1. Use a layout the parser can read
Fancy templates are where good resumes go to die. ATS parsers struggle with:
- Tables and multi-column layouts — text can be read out of order or skipped entirely.
- Text inside images or graphics — a parser can't read pixels, so contact details in a header image vanish.
- Headers and footers — some systems ignore them, so don't put your phone or email there.
- Uncommon fonts and icons — stick to standard fonts and plain text.
Use a clean, single-column layout with real, selectable text. Save as a PDF with selectable text (not a scanned image) or a .docx, whichever the application asks for.
2. Use standard section headings
Parsers look for predictable labels. Use Experience (or "Work Experience"), Education, Skills, and a Summary — not creative alternatives like "Where I've Made an Impact." Clear headings let the ATS file each part of your resume in the right bucket.
3. Mirror the job description's keywords
This is the single biggest lever. If a posting asks for "project management" and "stakeholder communication," those exact phrases (where they're genuinely true of you) should appear in your resume. This isn't keyword stuffing — it's speaking the same language as the role. A resume that says "ran projects" may be scored lower than one that says "project management," even though they mean the same thing.

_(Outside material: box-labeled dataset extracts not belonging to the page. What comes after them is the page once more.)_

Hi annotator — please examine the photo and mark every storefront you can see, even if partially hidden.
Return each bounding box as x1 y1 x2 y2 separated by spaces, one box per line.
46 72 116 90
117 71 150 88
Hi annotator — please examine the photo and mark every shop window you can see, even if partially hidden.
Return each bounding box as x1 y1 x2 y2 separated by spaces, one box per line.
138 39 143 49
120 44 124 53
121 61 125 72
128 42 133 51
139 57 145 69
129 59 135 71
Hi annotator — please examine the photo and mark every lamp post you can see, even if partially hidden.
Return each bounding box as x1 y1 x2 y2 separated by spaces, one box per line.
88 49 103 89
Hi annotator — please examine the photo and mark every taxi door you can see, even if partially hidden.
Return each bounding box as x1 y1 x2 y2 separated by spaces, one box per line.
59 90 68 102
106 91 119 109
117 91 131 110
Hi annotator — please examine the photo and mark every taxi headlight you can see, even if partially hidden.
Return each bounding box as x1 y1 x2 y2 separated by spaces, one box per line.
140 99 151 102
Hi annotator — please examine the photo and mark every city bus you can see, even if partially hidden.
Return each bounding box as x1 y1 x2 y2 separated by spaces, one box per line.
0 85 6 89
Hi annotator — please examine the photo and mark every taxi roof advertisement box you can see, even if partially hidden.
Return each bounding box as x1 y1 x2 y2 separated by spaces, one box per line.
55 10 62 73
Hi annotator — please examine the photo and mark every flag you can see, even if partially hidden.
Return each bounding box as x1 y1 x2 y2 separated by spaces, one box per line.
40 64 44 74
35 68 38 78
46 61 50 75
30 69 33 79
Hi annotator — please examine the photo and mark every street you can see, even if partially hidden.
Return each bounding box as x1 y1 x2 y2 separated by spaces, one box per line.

4. Quantify your achievements
Numbers make your impact concrete for the recruiter who reads you after you pass the filter. "Improved performance" is forgettable; "cut page load time by 40%" or "grew signups 3×" is not. Start bullets with strong action verbs — Led, Built, Increased, Reduced, Designed — and back them with a metric wherever you can.
5. Check your score before you apply
You don't have to guess whether your resume will pass. Our free ATS Resume Checker scores your resume against these exact criteria — sections, contact details, quantified results, action verbs — and, when you paste the job description, shows your keyword match percentage and the important terms you're missing. It runs entirely in your browser, so your resume is never uploaded.
Run your resume through it, fix the red and amber items, and tailor the keywords to each role before you hit submit. Getting past the ATS is the difference between landing in a recruiter's shortlist and disappearing into a database.
The quick checklist
- Single-column layout, selectable text, standard fonts.
- Standard headings: Experience, Education, Skills, Summary.
- Contact details in the body, not a header image.
- Keywords mirrored from the job description.
- Quantified achievements with strong action verbs.
- Scored and tailored with an ATS checker before applying.